James Karrels, vice president and CFO at MacroGenics in Rockville, wants not only long-term exclusivity for its eventual biologics, including new antibody-based treatments, but some new human trials by any company making biosimilars of his company's biologics.

The biotech industry's trade group is pushing for rigorous testing of biosimilars before they are approved for market.

"We believe that clinical trials is the only way to determine if there is an immunogenicity problem with an adverse reaction" to a biosimilar candidate, said Sandi Dennis, deputy general counsel for health care at the Biotechnology Industry Organization.

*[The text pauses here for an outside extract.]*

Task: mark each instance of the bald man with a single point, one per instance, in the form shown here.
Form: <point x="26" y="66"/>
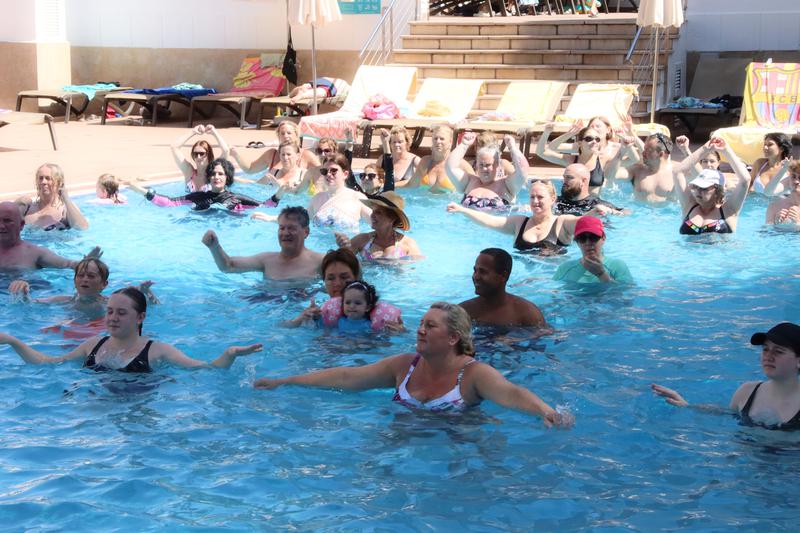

"We understand, appreciate and support a pathway for biosimilars. It is good thing for the health care industry," said Jonathan Klein-Evans, MedImmune's vice president and deputy general counsel. "But there are concerns that we have in the field of biologics primarily around patient safety that a product produced by another company may have safety issues."

MedImmune supports the Eshoo bill, as does the 1,100-member BIO.

"We can take no shortcuts to safety when it comes to biosimilars," said James Greenwood, executive director of BIO, in a March 10 statement slamming the Waxman bill.

BIO's statements about patient safety "are thrown out there artificially as red herrings," said Lawrence Tamarkin, CEO of CytImmune Sciences, a small biotech in Rockville. "On the biosimilars issue, we are on the other side."

Biologic patents running only about seven years would create more opportunities in the marketplace for new technologies, Tamarkin said. CytImmune's patented nanotech strategy is leading to drugs to harness therapeutic potential of anti-cancer agents in the body, such as monoclonal antibodies, and tumor necrosis factor, or TNF, a tool of the immune system.

One of CytImmune's problems is that biotech giant Genentech of South San Francisco, Calif., controls the only line of TNF approved by the FDA for research, Tamarkin said, while other TNF lines are all equivalent.

"If we passed a biosimilar bill, we could use other cell lines," he said. "It would be significant because we would have the ability to negotiate with other companies and lower the cost."

Marcus Hunkeler also wants more liberal regulation of biosimilars. The senior director of marketing for BioReliance Corp., an industry fixture in Rockville, sees biosimilar regulation as good for both the biotech industry and patient safety. BioReliance does not produce biologics, but provides contract biologics safety testing.

"From the pure business perspective, we see it as a positive thing," Hunkeler said. "There is a lot more involved in generic biologics than [in] small-molecule drugs. There is definitely more things you have to be concerned about — that you are not purifying away residuals material from the [living tissue] used to grow up the biological. Therefore, no two biologics would ever be absolutely identical, leading to potentially more testing and more companies in the field."